Die beiden Männer, die das von weitem hörten, meinten: "O weh, das ist ein geiziger Mann, da wird´s nicht viel geben!"
Als sie näher kamen, wurden sie von dem Bauer freundlich empfangen und ins Haus geführt. Sie erzählten ihm nun ihr Unglück. Der Bauer empfand Mitleid mit den Armen. Er ließ ihnen zu essen geben, schenkte beiden ein schönes Stück Geld und versprach ihnen noch einen Zentner Samenkorn ins Dorf zu schicken.
Die Männer verwunderten sich über die Freigebigkeit des Bauers. Während sie sich´s gut schmecken ließen, sagte der eine von ihnen freimütig: "Verzeiht diese Aufnahme hatten wir nicht erwartet.
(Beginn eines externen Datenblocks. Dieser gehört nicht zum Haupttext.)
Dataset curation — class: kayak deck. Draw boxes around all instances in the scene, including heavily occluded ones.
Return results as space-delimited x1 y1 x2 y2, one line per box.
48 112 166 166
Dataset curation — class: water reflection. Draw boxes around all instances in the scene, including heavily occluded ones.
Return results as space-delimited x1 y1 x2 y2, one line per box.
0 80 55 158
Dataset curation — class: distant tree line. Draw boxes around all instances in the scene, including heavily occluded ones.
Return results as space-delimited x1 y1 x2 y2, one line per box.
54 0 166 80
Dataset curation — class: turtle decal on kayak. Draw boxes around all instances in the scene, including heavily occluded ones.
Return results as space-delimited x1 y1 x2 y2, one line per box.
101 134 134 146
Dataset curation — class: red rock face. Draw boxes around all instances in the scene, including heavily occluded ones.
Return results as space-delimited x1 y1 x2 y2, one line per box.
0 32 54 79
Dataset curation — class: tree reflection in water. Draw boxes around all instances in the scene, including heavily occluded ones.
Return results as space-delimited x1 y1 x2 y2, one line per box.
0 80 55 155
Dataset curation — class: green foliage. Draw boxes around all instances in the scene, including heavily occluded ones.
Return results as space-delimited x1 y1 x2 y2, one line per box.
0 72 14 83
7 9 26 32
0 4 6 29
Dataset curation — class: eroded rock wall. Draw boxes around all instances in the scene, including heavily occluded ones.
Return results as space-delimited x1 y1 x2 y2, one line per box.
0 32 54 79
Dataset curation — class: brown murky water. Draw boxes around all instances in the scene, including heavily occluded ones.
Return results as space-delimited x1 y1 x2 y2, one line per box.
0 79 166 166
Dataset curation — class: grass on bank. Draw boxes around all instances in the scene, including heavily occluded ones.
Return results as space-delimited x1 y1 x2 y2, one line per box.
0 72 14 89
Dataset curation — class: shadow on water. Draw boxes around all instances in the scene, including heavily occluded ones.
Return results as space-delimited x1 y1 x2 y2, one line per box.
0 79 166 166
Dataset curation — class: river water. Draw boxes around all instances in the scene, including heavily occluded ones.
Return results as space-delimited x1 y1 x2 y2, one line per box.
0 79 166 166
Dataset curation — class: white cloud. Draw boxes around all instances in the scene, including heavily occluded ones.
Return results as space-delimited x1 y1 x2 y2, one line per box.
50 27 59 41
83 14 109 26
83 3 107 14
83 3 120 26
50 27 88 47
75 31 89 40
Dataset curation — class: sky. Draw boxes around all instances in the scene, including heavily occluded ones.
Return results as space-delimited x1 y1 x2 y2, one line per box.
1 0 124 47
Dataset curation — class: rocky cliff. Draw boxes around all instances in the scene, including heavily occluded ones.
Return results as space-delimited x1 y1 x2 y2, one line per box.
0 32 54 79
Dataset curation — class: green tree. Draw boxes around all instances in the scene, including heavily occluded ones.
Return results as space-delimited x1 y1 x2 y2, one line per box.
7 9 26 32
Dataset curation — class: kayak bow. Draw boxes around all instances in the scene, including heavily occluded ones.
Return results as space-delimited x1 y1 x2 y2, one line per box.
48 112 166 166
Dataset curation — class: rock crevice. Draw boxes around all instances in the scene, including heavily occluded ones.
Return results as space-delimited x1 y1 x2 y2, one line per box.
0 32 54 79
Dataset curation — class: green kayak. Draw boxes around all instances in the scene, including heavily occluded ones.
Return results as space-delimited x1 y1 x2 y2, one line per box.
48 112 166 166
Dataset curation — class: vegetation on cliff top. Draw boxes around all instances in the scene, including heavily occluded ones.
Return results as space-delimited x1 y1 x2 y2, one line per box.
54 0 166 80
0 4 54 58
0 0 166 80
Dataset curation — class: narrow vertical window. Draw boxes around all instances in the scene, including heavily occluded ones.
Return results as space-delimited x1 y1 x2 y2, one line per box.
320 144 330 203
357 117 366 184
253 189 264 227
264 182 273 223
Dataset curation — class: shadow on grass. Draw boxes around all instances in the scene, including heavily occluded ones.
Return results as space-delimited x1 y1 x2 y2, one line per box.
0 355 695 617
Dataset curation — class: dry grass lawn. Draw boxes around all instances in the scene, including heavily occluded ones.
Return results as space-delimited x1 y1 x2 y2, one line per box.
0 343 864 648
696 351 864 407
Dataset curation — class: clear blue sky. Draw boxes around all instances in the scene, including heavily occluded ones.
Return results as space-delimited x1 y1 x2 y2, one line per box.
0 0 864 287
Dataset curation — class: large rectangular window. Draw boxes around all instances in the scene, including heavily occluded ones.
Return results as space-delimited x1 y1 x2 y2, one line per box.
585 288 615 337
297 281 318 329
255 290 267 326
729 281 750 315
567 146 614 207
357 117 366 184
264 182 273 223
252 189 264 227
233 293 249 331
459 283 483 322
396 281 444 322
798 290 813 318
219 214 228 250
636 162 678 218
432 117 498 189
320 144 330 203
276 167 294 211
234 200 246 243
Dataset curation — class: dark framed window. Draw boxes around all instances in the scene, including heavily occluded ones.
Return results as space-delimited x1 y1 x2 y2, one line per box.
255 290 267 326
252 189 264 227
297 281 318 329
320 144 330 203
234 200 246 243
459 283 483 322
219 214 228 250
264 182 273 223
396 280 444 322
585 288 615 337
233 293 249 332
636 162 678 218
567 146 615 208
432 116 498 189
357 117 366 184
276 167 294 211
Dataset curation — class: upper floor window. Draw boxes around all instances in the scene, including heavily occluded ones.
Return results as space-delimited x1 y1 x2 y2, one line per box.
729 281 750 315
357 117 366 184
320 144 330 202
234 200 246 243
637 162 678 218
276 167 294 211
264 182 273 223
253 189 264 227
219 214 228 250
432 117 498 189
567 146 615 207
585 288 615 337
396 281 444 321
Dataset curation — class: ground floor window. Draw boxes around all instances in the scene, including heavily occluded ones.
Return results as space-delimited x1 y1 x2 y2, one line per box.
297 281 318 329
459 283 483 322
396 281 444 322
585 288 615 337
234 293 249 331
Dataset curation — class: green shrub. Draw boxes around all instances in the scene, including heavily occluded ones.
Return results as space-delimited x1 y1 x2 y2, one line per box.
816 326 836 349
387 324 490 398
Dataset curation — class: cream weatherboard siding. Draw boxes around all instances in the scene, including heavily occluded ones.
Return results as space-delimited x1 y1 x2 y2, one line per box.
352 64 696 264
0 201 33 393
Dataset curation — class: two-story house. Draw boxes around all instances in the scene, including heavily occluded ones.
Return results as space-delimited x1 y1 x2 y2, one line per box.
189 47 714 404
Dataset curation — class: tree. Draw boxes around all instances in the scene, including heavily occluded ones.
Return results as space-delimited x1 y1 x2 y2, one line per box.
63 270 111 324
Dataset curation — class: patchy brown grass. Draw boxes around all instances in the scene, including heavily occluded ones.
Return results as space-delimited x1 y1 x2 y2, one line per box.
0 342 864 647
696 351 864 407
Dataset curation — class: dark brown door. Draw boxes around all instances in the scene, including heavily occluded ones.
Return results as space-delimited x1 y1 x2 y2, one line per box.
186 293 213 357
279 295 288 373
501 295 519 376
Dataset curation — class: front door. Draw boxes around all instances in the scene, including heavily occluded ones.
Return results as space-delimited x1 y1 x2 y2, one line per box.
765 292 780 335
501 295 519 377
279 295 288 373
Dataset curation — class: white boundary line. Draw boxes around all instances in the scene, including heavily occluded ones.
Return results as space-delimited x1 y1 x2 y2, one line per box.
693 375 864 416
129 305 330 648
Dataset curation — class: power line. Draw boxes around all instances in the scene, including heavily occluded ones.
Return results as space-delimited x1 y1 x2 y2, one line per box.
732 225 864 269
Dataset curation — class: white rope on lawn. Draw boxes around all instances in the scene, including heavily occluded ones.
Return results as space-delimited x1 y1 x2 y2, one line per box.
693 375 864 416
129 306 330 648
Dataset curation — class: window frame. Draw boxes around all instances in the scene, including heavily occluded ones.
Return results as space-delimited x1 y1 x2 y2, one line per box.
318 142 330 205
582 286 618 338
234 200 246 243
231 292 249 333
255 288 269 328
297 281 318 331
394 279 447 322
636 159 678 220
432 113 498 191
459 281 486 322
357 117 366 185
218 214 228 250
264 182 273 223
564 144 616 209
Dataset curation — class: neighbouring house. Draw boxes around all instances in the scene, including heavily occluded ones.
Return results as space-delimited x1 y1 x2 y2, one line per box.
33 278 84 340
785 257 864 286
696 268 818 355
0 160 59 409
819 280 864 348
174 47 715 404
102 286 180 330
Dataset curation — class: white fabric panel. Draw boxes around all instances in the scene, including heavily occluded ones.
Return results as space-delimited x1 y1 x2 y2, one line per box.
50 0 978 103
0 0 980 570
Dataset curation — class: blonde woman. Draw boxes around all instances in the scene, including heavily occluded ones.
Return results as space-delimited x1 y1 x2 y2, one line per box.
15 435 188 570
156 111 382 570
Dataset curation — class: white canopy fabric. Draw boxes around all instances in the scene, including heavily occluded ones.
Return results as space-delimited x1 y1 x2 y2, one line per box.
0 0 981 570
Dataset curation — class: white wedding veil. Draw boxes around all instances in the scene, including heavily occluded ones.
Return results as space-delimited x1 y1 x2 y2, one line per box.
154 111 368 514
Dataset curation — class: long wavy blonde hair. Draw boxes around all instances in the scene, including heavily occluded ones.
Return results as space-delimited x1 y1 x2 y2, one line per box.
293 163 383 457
Wir glaubten, Ihr seiet ein geiziger Mann, weil Ihr Eurem Knechte einer Kleinigkeit wegen einen so scharfen Verweis gegeben."
"Liebe Freunde," antwortete der Bauer, "eben deswegen, weil ich sparsam bin, bleibt mir noch so viel übrig, dass ich Notleidenden helfen kann."
Quelle: Prof. Cesare Bonatta, Italienisches Alpenland - Lesebuch für Elementarschulen (Approbiert vom königl. Ministerium für Unterricht), 1925, (Preis: 10 Lire)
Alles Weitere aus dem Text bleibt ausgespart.